Everyone is down to earth but different, we aren’t afraid to say our kids have been pains and it’s refreshing, plus they all help each other. I’ve loved being on maternity leave, I’m going to be sad to go back to work, albeit part time.”
“I didn’t have anyone to share things with or play dates”
Can: “I found maternity leave very lonely. You tend to lose contact with friends and I don’t know anyone who was pregnant or had a baby around the time that I did. So I didn’t have anyone to share things with or play dates. I don’t drive and I have to get the bus to see family, which at times I found difficult with postnatal depression and anxiety.
I managed to pluck up the courage to attend a baby group for the sake of my son, as I felt guilty he had no interaction with other babies. Although the club was friendly, I feel like the mums had already made their cliques and I found myself sat on the end with no adult interaction.
My son is now 16 months, and due to family bereavements in that time I didn’t feel able to go back to work when my maternity leave was coming to the end, so I took a few more months. I’m about to start back work part time in a new job and I’m petrified of meeting new people and interacting after so long.
Looking back now, if I were to have another baby I think I’d join some baby groups on Facebook for my local area, and try to make friends with mums who are also pregnant. So maternity maybe wouldn’t be so lonely next time round.”
“I don’t know where my friends have gone – but I rarely see them!”
Jade: “I imagined this constant stream of visitors all excited to see my baby. The reality was people came to visit once or twice and are always ‘busy’ when I try and see them again. I also very quickly stopped being invited to things because people ‘presumed’ I’d not want to go out drinking etc.
In fact some of my closest friends haven’t met my son yet…he’s almost 7 months old.
I went to mother and baby groups but often felt like I didn’t fit in. I found it hard to find other first time mums that were a similar age to me.

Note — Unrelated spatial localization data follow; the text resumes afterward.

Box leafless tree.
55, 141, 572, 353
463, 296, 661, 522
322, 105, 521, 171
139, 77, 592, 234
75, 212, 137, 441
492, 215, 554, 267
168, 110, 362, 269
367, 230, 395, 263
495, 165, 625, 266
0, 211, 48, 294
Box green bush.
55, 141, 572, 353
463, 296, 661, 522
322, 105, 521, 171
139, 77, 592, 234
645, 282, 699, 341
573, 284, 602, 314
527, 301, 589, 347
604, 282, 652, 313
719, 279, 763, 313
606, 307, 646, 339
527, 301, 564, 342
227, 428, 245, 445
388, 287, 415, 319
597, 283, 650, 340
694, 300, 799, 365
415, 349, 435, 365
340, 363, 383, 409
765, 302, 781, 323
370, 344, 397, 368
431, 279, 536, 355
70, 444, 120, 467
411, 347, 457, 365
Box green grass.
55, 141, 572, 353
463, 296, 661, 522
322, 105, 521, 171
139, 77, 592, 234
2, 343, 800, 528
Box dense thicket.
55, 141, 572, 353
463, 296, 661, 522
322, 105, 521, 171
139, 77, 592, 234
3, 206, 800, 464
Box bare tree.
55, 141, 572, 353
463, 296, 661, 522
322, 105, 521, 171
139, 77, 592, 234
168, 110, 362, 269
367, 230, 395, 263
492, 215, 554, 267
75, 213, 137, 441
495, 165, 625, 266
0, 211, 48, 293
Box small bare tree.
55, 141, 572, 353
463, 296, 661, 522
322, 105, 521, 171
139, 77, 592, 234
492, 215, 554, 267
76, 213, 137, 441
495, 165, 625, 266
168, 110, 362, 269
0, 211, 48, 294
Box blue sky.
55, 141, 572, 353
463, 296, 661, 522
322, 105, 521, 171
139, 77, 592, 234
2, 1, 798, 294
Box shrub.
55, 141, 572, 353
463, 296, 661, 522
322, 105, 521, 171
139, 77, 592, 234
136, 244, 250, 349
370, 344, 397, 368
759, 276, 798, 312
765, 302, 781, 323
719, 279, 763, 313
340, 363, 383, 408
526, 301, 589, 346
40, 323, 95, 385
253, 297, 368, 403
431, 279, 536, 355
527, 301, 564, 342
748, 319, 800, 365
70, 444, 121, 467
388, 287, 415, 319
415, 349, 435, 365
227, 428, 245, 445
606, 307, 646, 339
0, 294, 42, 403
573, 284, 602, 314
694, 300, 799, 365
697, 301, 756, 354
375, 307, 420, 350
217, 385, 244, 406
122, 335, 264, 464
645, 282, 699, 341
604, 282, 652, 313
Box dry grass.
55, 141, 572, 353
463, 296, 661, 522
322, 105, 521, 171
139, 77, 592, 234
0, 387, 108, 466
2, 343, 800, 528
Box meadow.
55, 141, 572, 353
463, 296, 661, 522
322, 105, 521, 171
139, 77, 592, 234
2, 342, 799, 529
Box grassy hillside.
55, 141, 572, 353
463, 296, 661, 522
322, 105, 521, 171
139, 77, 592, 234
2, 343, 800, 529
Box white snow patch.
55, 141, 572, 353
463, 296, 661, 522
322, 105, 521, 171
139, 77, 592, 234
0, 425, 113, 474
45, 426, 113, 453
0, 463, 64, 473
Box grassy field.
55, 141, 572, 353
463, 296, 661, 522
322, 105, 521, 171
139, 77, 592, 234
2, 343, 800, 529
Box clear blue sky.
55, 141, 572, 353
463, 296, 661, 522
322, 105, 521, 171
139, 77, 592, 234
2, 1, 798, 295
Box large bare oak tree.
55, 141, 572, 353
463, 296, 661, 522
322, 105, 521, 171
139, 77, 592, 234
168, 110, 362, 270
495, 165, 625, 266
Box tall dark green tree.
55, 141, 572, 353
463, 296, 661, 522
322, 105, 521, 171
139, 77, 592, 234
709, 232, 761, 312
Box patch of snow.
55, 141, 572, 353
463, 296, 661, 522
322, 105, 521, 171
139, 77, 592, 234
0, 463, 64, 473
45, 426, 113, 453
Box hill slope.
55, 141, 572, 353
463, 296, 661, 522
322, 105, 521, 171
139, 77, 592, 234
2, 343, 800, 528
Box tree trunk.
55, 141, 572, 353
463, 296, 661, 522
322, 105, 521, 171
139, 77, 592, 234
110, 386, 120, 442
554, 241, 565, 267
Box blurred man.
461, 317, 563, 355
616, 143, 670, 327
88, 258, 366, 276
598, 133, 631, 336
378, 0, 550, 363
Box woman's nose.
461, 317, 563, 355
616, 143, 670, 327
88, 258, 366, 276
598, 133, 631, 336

It absolutely should be more widely discussed. At the point my husband went back to work I felt so lost and desperately lonely. I wasn’t ready to face the world on my own after just 2 weeks. I was still nowhere near established with breastfeeding either and wouldn’t have been able to eat and drink had he not been there.
I took a picture of my first day without my husband helping, to remind myself that those feelings of utter loneliness and despair happen – but they come and go. My love and happiness for my little baba outweighs it all!”